草凪家の朝 三 2



「氷河に隠し子発覚したってー」
「へぇあの子が? 可愛いね〜」
「でも御沙様可哀想よね……」
「そうよね〜」
「酷いよね〜」

……いたたまれない……
 大広間での食事中ずっとべったりとくっついている自称子どもが

「パァパ〜あぁ〜ん」
 としてきたり……
「パァパ〜あぁ〜んしてー」
 としてきたり……
「好き嫌いしたらめ〜」
 としてきたり……

 刺すような視線が辛い。
食べても味がしない。
 大広間での皆揃っての食事が基本で、お膳を一人一つずつ用意して食べる。
 いつもは何も話すこと厳禁で、静かな雰囲気で食事をするのだが、今日は
この話題でこそこそと話す声がざわついた空気を作り出していた。
 一人一人の声は小さいが、それが大人数になると凄く耳障りな雑音になる。

「ききました、奥さん」
「ええ、あの氷河さんにお子さんがですってよ」
「御沙様というものがありながら、ひどいですわね〜」

 横で囁くように言われる。ちなみに男衆だ。井戸端会議をする奥さんの物真似を
しながら、嫌味ったらしい声がしている。

「…………」

 とりあえず無視し視線をそらす。と、そこには……

「ひどい、パァパひどい……」
 うるうるとした眼で見つめられる。外野は嬉しそうに

「見ました奥さん、ドメスティックバイオレンスですよ〜」

 女中に話しかける。悪乗り好きな……

「あぁ、今は純朴な子どもがこうして悪い子になっていくんですね〜」

 はっきりと聞こえる声で答える女中。この手の言葉は女が言うと鋭利な刃物になる。

『親の責任重大ですわ〜』

 声を合わせて言われて、撃沈しかける。あいにくと援軍は……
ちらっと御沙のほうを見るが、表面上冷静のようだ。

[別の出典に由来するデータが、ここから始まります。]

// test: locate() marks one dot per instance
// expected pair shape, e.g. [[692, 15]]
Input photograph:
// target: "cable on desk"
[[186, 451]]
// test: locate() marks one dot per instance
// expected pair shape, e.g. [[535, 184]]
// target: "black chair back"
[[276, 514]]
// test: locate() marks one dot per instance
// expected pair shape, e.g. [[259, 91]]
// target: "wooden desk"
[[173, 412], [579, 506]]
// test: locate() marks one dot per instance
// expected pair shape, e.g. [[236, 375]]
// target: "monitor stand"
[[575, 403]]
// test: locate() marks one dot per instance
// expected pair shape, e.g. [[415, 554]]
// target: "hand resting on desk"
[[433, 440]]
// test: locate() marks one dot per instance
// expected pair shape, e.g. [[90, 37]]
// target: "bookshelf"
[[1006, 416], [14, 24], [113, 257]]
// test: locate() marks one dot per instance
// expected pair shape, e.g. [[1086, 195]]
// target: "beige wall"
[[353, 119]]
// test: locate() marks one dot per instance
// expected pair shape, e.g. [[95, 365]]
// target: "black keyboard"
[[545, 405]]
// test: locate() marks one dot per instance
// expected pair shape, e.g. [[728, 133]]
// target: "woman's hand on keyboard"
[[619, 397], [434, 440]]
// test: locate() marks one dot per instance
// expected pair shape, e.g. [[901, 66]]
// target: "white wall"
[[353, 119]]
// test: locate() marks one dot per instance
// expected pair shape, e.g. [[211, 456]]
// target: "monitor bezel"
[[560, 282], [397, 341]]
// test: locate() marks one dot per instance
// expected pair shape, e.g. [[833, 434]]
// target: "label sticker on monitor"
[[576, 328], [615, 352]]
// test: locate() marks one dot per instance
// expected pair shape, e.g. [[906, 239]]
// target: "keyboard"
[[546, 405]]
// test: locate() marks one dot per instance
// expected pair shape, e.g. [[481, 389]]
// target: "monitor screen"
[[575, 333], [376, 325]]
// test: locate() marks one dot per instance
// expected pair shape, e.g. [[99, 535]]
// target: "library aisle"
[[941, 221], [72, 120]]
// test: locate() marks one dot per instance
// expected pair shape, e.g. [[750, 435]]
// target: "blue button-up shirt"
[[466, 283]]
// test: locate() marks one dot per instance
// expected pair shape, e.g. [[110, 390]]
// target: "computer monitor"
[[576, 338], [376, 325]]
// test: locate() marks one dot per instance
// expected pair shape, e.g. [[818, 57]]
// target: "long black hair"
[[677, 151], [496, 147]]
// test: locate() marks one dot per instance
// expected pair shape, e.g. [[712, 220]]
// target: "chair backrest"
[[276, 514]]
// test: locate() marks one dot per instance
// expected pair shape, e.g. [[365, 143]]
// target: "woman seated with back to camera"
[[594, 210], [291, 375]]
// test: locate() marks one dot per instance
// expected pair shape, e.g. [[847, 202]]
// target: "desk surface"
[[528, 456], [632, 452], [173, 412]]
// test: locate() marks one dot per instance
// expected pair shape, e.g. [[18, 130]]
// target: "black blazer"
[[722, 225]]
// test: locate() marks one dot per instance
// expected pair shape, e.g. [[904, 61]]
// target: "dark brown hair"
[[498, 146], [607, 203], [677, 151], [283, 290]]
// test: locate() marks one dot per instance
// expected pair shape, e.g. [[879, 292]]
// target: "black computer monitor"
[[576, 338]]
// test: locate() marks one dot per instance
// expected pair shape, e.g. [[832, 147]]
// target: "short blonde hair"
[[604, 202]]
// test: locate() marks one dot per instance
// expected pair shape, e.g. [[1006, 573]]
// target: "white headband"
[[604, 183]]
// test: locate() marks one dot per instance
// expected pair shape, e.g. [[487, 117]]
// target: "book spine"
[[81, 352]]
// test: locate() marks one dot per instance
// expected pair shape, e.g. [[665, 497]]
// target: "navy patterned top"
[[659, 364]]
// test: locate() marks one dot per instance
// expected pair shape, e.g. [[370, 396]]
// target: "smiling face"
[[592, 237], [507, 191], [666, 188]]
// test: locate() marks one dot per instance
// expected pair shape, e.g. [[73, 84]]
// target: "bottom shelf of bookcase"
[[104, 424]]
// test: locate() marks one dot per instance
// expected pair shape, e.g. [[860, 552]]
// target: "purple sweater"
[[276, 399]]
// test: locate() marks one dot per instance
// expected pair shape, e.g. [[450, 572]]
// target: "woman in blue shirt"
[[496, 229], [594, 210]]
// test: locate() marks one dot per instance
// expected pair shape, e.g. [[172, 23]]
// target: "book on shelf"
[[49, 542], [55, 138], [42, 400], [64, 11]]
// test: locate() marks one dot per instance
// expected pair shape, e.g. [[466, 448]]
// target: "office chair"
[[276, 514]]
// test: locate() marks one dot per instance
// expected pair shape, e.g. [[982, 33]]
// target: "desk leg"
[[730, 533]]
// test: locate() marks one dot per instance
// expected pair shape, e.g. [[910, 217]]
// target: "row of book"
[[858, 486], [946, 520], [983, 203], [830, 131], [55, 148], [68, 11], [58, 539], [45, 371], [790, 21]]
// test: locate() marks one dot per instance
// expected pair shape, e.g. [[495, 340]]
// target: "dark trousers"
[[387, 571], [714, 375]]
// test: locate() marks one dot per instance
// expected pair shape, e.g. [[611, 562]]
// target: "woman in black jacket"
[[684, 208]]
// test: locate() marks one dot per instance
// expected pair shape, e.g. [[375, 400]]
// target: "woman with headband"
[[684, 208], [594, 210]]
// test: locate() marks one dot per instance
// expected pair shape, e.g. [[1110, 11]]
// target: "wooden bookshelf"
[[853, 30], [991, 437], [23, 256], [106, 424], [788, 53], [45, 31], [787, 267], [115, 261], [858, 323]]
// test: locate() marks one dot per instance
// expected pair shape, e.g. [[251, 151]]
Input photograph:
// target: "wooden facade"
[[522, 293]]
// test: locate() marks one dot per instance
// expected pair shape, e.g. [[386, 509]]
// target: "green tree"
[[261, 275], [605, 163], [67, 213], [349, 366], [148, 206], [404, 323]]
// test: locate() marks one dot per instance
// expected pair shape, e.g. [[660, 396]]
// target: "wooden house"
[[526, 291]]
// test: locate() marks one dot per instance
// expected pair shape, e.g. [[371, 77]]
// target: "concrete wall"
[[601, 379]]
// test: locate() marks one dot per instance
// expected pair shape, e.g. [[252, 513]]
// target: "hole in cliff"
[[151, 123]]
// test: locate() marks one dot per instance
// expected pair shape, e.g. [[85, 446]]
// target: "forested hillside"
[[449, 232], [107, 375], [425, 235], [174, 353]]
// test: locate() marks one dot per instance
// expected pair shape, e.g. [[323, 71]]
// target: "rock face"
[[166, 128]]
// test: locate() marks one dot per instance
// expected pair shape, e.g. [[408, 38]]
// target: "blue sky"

あくまで表面上は……

 援軍は期待できそうにない……
ため息をつくと、半眼で子どもを見る。

「……誰がパパだよ誰が……そもそも名前は何なんだ?」

 ぼそぼそというが、じとっと見ている子どもの顔が虚を突かれた顔になる。完璧に。

「え?」
「え? じゃない。俺は……」

 お膳に茶碗を叩きつけるような音が、ざわついた空間を静寂に変える。
当主・皇華が半眼で睨みつけられる。
 元々鋭い眼が、眼光が、鋭利な刃物を思わせる。離れているのに喉元に突きつけられた
感触。

「飯ぐらい黙って食べろ。この……」
 大きく息を吸い込まれる。

「一児の父がっ」

 怒鳴り声が響いた。
 キーンとした音が耳で爆発した。
 その横で何事もなかったかのようにぼそっと麗が静かに呟く。
「確かにうるさいですね……でもあなた……」

 冷静な顔は、この人の場合、妙に怖い……

「貴方もですよ〜アナタ」
「……い、いや、まぁ、そうなのだが……」
 うまくいかなかったのを反省するように頭を掻く。
 御沙がさらにつっこむ。

「……そんなことを言ったらここの屋敷の住んでいる者が一児の父がいっぱい
では?……」

 不機嫌、というような様子はまったくない。むしろ、優しく微笑んでいる。
完璧なポーカーフェイスだ……見た目では……

……御沙は見た目で判断するのは駄目なんだ。辛い時でもそんな顔はしない。
我慢できている間は……
 もし、我慢の限度を振り切ったら……どうなるかわからない……

 だから―――
今の御沙は妙に不安にさせるのだ。